10. A nurse is caring for a client with Clostridium difficile. Which PPE is required?
A. Gown and gloves ✅
B. Mask only
C. Gloves only
D. N95 respirator
Rationale: C. diff requires contact precautions: gown and gloves; alcohol sanitizer is ineffective,
handwashing required.
11. A nurse is reinforcing teaching about incentive spirometry. Which instruction should
the nurse include?
A. “Exhale forcefully into the device.”
B. “Inhale slowly and deeply through the mouthpiece.” ✅
C. “Use the device once daily.”
D. “Cough before each use.”
Rationale: The goal is to encourage deep inspiration; use every 1–2 hours while awake.

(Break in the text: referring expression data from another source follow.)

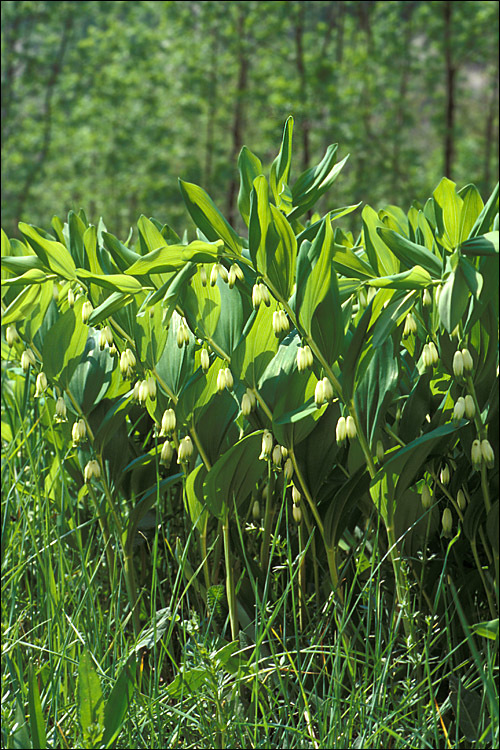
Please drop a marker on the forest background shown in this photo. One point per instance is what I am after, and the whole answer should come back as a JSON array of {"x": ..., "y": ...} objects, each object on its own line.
[{"x": 106, "y": 104}]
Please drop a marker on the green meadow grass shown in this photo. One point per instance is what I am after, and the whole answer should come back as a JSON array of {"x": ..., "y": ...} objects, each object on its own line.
[{"x": 350, "y": 678}]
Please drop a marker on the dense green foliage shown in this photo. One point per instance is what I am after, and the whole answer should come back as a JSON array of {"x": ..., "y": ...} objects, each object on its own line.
[
  {"x": 265, "y": 462},
  {"x": 105, "y": 104}
]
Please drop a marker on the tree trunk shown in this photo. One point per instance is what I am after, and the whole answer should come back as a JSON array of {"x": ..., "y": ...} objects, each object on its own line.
[
  {"x": 237, "y": 129},
  {"x": 450, "y": 71}
]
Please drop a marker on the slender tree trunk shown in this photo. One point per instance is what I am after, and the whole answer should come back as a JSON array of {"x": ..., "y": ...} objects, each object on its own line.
[
  {"x": 237, "y": 129},
  {"x": 39, "y": 159},
  {"x": 450, "y": 71},
  {"x": 489, "y": 128},
  {"x": 301, "y": 69}
]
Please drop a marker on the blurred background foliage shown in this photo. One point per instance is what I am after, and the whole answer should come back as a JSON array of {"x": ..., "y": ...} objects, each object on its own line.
[{"x": 106, "y": 104}]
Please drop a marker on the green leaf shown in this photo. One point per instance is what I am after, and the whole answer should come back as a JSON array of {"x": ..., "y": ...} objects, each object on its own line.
[
  {"x": 484, "y": 244},
  {"x": 207, "y": 216},
  {"x": 314, "y": 182},
  {"x": 453, "y": 299},
  {"x": 256, "y": 348},
  {"x": 90, "y": 701},
  {"x": 64, "y": 344},
  {"x": 117, "y": 282},
  {"x": 36, "y": 722},
  {"x": 53, "y": 254},
  {"x": 374, "y": 392},
  {"x": 193, "y": 492},
  {"x": 234, "y": 475},
  {"x": 118, "y": 703},
  {"x": 249, "y": 167},
  {"x": 280, "y": 169},
  {"x": 416, "y": 278},
  {"x": 410, "y": 253},
  {"x": 174, "y": 257},
  {"x": 448, "y": 207}
]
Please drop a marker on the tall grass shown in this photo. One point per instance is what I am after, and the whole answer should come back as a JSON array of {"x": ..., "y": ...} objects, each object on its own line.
[{"x": 349, "y": 677}]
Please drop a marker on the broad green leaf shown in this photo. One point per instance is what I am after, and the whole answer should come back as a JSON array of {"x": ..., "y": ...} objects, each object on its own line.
[
  {"x": 36, "y": 722},
  {"x": 249, "y": 167},
  {"x": 207, "y": 216},
  {"x": 448, "y": 206},
  {"x": 416, "y": 278},
  {"x": 64, "y": 344},
  {"x": 90, "y": 701},
  {"x": 374, "y": 392},
  {"x": 314, "y": 182},
  {"x": 32, "y": 276},
  {"x": 234, "y": 475},
  {"x": 453, "y": 299},
  {"x": 118, "y": 703},
  {"x": 380, "y": 255},
  {"x": 471, "y": 209},
  {"x": 174, "y": 257},
  {"x": 410, "y": 253},
  {"x": 257, "y": 348},
  {"x": 117, "y": 282},
  {"x": 193, "y": 497},
  {"x": 53, "y": 254},
  {"x": 280, "y": 169},
  {"x": 484, "y": 244}
]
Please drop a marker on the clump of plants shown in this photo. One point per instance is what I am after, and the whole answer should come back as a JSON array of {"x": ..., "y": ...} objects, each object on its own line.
[{"x": 316, "y": 412}]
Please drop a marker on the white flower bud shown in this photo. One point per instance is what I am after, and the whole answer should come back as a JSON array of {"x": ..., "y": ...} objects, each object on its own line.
[
  {"x": 447, "y": 522},
  {"x": 256, "y": 296},
  {"x": 319, "y": 394},
  {"x": 476, "y": 455},
  {"x": 341, "y": 432},
  {"x": 143, "y": 392},
  {"x": 327, "y": 389},
  {"x": 87, "y": 311},
  {"x": 277, "y": 457},
  {"x": 221, "y": 380},
  {"x": 168, "y": 422},
  {"x": 425, "y": 497},
  {"x": 246, "y": 405},
  {"x": 11, "y": 335},
  {"x": 27, "y": 359},
  {"x": 470, "y": 407},
  {"x": 379, "y": 450},
  {"x": 204, "y": 359},
  {"x": 213, "y": 274},
  {"x": 256, "y": 510},
  {"x": 458, "y": 364},
  {"x": 41, "y": 384},
  {"x": 265, "y": 295},
  {"x": 222, "y": 271},
  {"x": 459, "y": 409},
  {"x": 167, "y": 453},
  {"x": 487, "y": 454},
  {"x": 350, "y": 427},
  {"x": 60, "y": 410},
  {"x": 426, "y": 298},
  {"x": 229, "y": 378},
  {"x": 185, "y": 450},
  {"x": 468, "y": 361},
  {"x": 461, "y": 500},
  {"x": 410, "y": 325},
  {"x": 444, "y": 475},
  {"x": 151, "y": 382},
  {"x": 267, "y": 445}
]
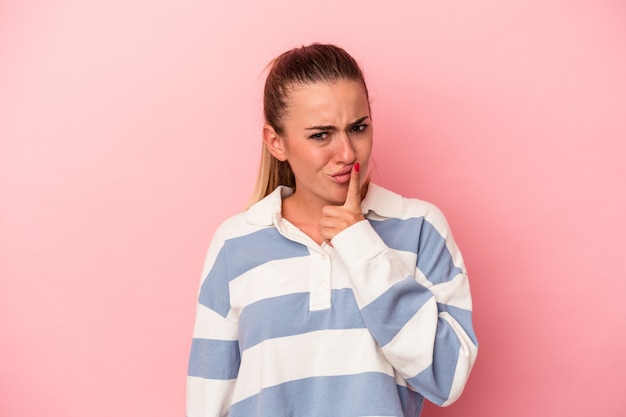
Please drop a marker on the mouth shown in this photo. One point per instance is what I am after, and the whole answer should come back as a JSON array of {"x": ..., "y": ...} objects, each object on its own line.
[{"x": 342, "y": 176}]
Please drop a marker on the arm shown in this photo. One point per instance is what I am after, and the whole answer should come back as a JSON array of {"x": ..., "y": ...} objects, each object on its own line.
[
  {"x": 214, "y": 358},
  {"x": 419, "y": 312}
]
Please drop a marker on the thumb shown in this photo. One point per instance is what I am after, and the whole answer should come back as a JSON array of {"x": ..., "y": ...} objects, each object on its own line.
[{"x": 353, "y": 199}]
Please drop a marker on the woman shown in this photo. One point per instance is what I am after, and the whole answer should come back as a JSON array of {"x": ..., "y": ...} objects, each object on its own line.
[{"x": 329, "y": 296}]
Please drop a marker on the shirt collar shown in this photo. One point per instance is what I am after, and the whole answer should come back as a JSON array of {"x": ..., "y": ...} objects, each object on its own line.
[{"x": 379, "y": 200}]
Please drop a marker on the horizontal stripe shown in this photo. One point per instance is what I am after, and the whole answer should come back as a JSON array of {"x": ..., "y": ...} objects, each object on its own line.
[
  {"x": 433, "y": 257},
  {"x": 435, "y": 382},
  {"x": 463, "y": 317},
  {"x": 210, "y": 325},
  {"x": 411, "y": 350},
  {"x": 214, "y": 359},
  {"x": 387, "y": 314},
  {"x": 288, "y": 315},
  {"x": 242, "y": 254},
  {"x": 419, "y": 236},
  {"x": 367, "y": 394},
  {"x": 319, "y": 353},
  {"x": 412, "y": 402},
  {"x": 272, "y": 279},
  {"x": 208, "y": 397},
  {"x": 399, "y": 234}
]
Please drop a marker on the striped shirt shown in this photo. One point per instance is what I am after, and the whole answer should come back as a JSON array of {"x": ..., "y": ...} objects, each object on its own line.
[{"x": 369, "y": 326}]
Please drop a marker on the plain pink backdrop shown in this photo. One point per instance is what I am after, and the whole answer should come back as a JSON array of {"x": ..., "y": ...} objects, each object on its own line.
[{"x": 129, "y": 130}]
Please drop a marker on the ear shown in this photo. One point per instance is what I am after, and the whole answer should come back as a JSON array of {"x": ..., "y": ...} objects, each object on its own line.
[{"x": 274, "y": 142}]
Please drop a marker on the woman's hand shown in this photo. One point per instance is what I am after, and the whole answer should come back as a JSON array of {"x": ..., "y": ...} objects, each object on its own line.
[{"x": 337, "y": 218}]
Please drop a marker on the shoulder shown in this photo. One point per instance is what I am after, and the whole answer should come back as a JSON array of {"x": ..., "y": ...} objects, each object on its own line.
[{"x": 381, "y": 202}]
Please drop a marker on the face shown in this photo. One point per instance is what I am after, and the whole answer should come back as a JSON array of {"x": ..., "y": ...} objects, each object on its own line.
[{"x": 327, "y": 129}]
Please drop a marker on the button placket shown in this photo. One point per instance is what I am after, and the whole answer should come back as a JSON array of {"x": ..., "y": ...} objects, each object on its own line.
[{"x": 320, "y": 281}]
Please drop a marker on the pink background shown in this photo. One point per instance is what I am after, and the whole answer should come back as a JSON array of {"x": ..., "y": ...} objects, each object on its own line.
[{"x": 128, "y": 130}]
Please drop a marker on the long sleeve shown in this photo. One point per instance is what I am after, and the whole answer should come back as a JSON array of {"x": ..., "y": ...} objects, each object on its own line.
[
  {"x": 214, "y": 359},
  {"x": 412, "y": 290}
]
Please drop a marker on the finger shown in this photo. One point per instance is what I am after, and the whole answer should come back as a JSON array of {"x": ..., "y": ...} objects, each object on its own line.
[{"x": 353, "y": 199}]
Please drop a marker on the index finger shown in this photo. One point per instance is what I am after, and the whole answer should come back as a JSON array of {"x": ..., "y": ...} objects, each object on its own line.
[{"x": 354, "y": 190}]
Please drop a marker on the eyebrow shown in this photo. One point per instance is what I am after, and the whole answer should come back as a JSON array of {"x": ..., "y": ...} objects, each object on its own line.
[{"x": 331, "y": 127}]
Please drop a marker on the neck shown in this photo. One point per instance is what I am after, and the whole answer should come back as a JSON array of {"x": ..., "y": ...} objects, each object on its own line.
[{"x": 304, "y": 214}]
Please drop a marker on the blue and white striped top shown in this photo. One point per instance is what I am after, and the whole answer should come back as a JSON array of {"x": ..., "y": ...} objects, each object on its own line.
[{"x": 369, "y": 326}]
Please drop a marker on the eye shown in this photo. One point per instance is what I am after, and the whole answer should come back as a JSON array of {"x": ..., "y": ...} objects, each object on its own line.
[
  {"x": 358, "y": 128},
  {"x": 319, "y": 136}
]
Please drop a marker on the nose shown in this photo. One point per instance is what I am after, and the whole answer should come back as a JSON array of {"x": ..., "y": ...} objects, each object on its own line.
[{"x": 345, "y": 149}]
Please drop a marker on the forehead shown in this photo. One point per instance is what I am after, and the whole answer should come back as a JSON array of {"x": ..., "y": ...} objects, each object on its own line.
[{"x": 341, "y": 98}]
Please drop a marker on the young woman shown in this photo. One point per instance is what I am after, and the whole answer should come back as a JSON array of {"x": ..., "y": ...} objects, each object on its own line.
[{"x": 329, "y": 296}]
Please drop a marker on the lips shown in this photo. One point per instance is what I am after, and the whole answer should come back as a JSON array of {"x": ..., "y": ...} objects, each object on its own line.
[{"x": 342, "y": 176}]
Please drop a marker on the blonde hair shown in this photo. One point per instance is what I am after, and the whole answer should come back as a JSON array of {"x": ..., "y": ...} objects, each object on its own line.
[{"x": 299, "y": 66}]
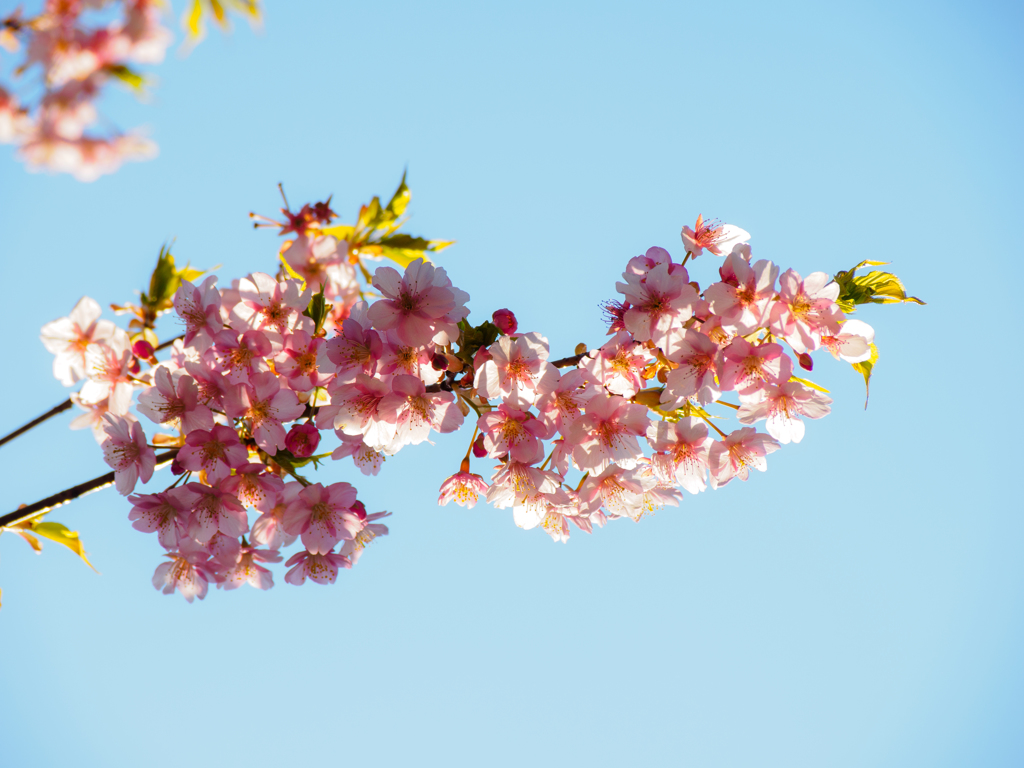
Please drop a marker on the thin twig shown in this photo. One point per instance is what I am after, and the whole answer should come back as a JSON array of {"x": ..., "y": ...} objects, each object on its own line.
[
  {"x": 36, "y": 422},
  {"x": 70, "y": 495},
  {"x": 60, "y": 408}
]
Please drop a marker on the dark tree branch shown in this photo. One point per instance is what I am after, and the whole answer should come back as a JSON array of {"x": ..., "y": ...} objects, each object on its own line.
[{"x": 69, "y": 495}]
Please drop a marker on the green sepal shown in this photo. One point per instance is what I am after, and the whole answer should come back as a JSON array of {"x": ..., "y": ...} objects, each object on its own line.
[
  {"x": 317, "y": 309},
  {"x": 472, "y": 338}
]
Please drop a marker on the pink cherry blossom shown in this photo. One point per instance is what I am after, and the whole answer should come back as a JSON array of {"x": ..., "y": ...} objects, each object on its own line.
[
  {"x": 322, "y": 568},
  {"x": 617, "y": 365},
  {"x": 324, "y": 516},
  {"x": 273, "y": 307},
  {"x": 215, "y": 510},
  {"x": 242, "y": 357},
  {"x": 70, "y": 338},
  {"x": 200, "y": 308},
  {"x": 660, "y": 301},
  {"x": 682, "y": 453},
  {"x": 619, "y": 491},
  {"x": 302, "y": 440},
  {"x": 357, "y": 348},
  {"x": 354, "y": 410},
  {"x": 806, "y": 310},
  {"x": 749, "y": 369},
  {"x": 607, "y": 434},
  {"x": 303, "y": 361},
  {"x": 248, "y": 570},
  {"x": 215, "y": 452},
  {"x": 462, "y": 487},
  {"x": 517, "y": 372},
  {"x": 563, "y": 404},
  {"x": 423, "y": 306},
  {"x": 743, "y": 296},
  {"x": 735, "y": 455},
  {"x": 255, "y": 487},
  {"x": 852, "y": 343},
  {"x": 186, "y": 570},
  {"x": 505, "y": 321},
  {"x": 415, "y": 413},
  {"x": 174, "y": 400},
  {"x": 126, "y": 451},
  {"x": 167, "y": 513},
  {"x": 108, "y": 369},
  {"x": 781, "y": 406},
  {"x": 265, "y": 406},
  {"x": 512, "y": 432},
  {"x": 268, "y": 529},
  {"x": 717, "y": 238},
  {"x": 694, "y": 375}
]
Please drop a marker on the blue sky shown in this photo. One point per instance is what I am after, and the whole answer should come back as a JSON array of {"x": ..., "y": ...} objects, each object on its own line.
[{"x": 858, "y": 604}]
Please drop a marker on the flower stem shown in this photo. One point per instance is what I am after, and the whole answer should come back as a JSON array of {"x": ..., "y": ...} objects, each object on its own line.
[
  {"x": 52, "y": 502},
  {"x": 60, "y": 408}
]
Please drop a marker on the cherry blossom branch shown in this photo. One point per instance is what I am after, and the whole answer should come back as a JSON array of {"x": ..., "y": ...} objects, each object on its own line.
[
  {"x": 69, "y": 495},
  {"x": 60, "y": 408}
]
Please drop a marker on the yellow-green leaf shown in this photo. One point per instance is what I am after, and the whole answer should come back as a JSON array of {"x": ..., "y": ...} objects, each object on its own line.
[
  {"x": 341, "y": 231},
  {"x": 403, "y": 256},
  {"x": 873, "y": 288},
  {"x": 400, "y": 199},
  {"x": 865, "y": 369},
  {"x": 194, "y": 22},
  {"x": 811, "y": 384},
  {"x": 59, "y": 534},
  {"x": 291, "y": 271}
]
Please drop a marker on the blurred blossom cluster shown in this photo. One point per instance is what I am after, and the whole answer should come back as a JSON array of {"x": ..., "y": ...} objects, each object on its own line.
[
  {"x": 326, "y": 360},
  {"x": 66, "y": 56}
]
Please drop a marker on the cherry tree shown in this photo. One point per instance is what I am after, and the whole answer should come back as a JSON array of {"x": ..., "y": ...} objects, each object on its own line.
[{"x": 329, "y": 352}]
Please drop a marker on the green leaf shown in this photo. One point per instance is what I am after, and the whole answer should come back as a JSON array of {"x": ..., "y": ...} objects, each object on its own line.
[
  {"x": 127, "y": 76},
  {"x": 317, "y": 309},
  {"x": 291, "y": 272},
  {"x": 400, "y": 199},
  {"x": 59, "y": 534},
  {"x": 403, "y": 256},
  {"x": 873, "y": 288},
  {"x": 406, "y": 242},
  {"x": 471, "y": 339},
  {"x": 341, "y": 231},
  {"x": 865, "y": 369}
]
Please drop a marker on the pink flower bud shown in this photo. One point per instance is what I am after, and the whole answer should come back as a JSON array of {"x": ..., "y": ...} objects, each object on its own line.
[
  {"x": 142, "y": 348},
  {"x": 302, "y": 440},
  {"x": 505, "y": 321}
]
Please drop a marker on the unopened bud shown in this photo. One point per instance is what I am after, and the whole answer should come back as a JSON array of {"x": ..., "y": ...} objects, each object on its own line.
[
  {"x": 505, "y": 321},
  {"x": 142, "y": 348}
]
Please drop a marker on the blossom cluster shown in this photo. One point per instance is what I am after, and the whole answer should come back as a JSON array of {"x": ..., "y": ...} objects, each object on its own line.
[
  {"x": 633, "y": 415},
  {"x": 70, "y": 52},
  {"x": 269, "y": 365}
]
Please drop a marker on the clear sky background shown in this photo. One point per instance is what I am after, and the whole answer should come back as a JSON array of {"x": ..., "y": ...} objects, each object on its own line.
[{"x": 859, "y": 604}]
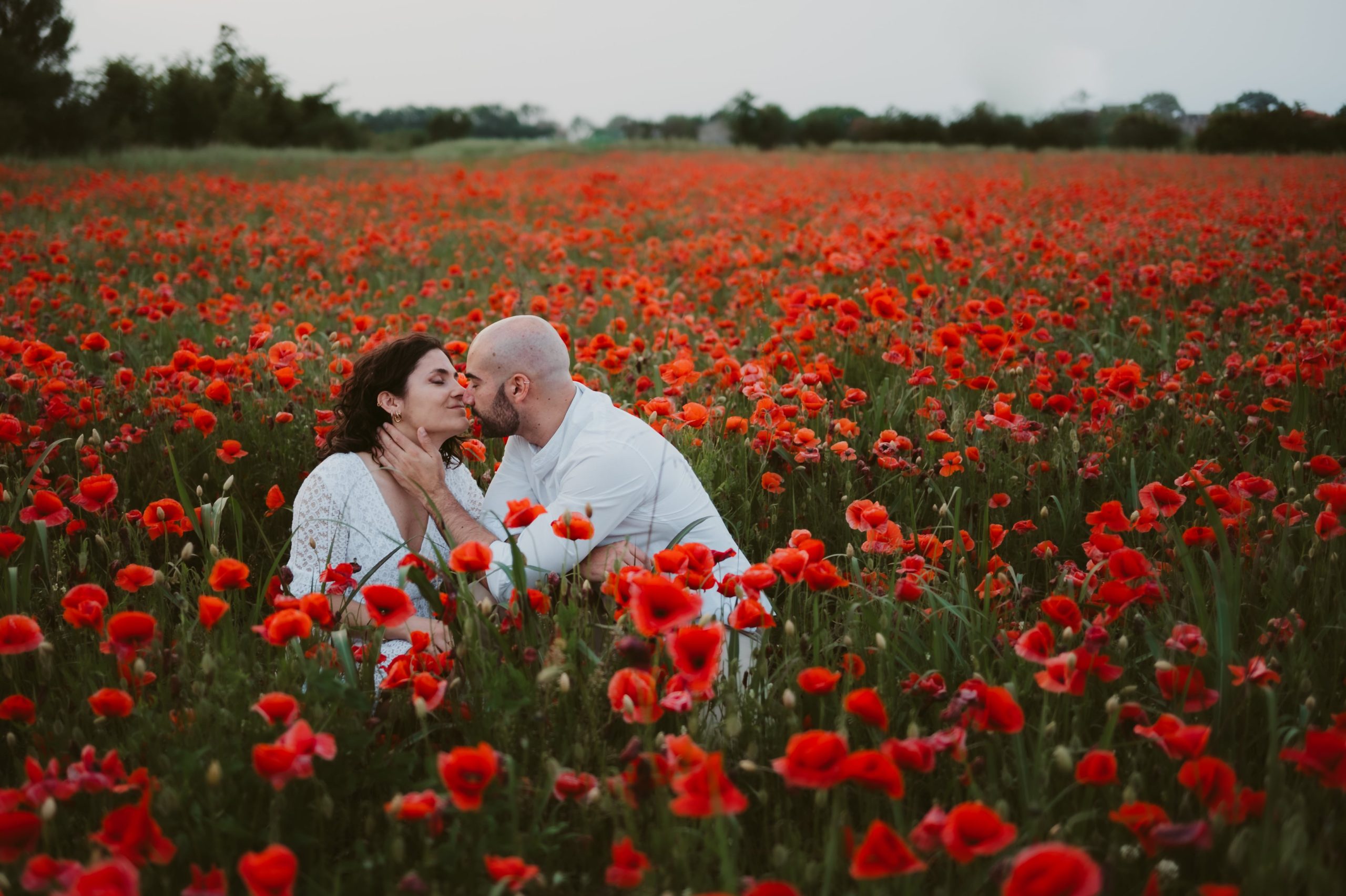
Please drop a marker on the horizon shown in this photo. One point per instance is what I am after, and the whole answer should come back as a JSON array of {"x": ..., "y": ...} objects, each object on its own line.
[{"x": 1076, "y": 57}]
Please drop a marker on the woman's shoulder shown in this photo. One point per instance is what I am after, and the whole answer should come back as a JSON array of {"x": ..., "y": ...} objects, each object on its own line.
[{"x": 334, "y": 470}]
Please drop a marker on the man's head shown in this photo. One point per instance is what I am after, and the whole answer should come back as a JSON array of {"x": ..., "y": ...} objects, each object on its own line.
[{"x": 516, "y": 369}]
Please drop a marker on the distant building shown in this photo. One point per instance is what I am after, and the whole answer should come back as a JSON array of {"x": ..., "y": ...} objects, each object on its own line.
[
  {"x": 715, "y": 132},
  {"x": 1190, "y": 124}
]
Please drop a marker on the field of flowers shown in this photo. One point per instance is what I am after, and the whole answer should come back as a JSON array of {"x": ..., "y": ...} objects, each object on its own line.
[{"x": 1038, "y": 459}]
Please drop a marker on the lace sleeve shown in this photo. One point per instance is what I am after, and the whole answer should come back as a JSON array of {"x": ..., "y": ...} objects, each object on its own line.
[{"x": 320, "y": 534}]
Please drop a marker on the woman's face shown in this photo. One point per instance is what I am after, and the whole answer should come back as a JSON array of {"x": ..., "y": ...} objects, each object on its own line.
[{"x": 434, "y": 400}]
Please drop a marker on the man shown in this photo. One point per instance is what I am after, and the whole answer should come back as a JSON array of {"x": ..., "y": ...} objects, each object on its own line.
[{"x": 571, "y": 451}]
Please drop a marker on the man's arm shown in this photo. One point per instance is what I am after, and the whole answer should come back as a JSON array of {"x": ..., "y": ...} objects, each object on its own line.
[{"x": 610, "y": 486}]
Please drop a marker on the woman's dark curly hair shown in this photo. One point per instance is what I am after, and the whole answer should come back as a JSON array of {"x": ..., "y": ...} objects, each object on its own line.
[{"x": 359, "y": 415}]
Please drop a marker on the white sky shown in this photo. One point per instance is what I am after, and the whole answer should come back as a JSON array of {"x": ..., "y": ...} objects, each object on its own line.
[{"x": 598, "y": 58}]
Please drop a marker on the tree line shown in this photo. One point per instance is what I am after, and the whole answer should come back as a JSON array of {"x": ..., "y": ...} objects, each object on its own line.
[{"x": 234, "y": 97}]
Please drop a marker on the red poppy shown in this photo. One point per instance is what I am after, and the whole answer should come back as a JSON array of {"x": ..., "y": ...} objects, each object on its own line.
[
  {"x": 278, "y": 708},
  {"x": 633, "y": 693},
  {"x": 283, "y": 625},
  {"x": 229, "y": 575},
  {"x": 813, "y": 759},
  {"x": 882, "y": 853},
  {"x": 574, "y": 786},
  {"x": 470, "y": 558},
  {"x": 1053, "y": 870},
  {"x": 629, "y": 866},
  {"x": 275, "y": 500},
  {"x": 660, "y": 604},
  {"x": 210, "y": 610},
  {"x": 1188, "y": 685},
  {"x": 706, "y": 791},
  {"x": 231, "y": 450},
  {"x": 467, "y": 771},
  {"x": 696, "y": 653},
  {"x": 18, "y": 708},
  {"x": 128, "y": 634},
  {"x": 522, "y": 513},
  {"x": 875, "y": 770},
  {"x": 509, "y": 870},
  {"x": 18, "y": 634},
  {"x": 134, "y": 578},
  {"x": 573, "y": 527},
  {"x": 866, "y": 705},
  {"x": 974, "y": 829},
  {"x": 271, "y": 872},
  {"x": 387, "y": 604},
  {"x": 47, "y": 508},
  {"x": 111, "y": 703},
  {"x": 165, "y": 516},
  {"x": 84, "y": 606},
  {"x": 818, "y": 680},
  {"x": 1097, "y": 767},
  {"x": 96, "y": 493}
]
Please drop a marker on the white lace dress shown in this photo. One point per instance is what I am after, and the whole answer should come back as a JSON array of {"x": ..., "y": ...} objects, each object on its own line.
[{"x": 341, "y": 517}]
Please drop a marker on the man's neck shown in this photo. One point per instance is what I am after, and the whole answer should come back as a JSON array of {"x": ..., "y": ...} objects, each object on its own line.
[{"x": 551, "y": 417}]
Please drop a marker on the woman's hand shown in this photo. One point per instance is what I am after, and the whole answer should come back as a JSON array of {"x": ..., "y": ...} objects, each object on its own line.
[
  {"x": 416, "y": 466},
  {"x": 441, "y": 638},
  {"x": 610, "y": 558}
]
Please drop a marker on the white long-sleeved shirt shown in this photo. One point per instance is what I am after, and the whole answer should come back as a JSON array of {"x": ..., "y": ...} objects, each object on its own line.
[{"x": 638, "y": 486}]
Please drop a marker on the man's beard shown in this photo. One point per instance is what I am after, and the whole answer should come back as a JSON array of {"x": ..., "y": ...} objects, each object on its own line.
[{"x": 503, "y": 420}]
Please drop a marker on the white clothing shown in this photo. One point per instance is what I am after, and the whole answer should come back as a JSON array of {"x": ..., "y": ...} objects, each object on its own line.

12. Which client should the nurse identify as being at highest risk for developing pressure
injuries?
A. A client who ambulates with a cane
B. A client on bed rest with an albumin of 2.5 g/dL ✅
C. A client who walks daily
D. A client with a BMI of 22
Rationale: Immobility + poor nutrition (low albumin) greatly increase pressure injury risk.
13. A nurse is preparing to measure a client’s blood pressure. Which action ensures
accuracy?
A. Place the cuff loosely on the arm
B. Ensure the cuff width is 40% of the arm circumference ✅
C. Inflate the cuff 20 mmHg below the last reading
D. Keep the client’s arm above heart level
Rationale: Correct cuff size = 40% arm circumference; arm should be at heart level.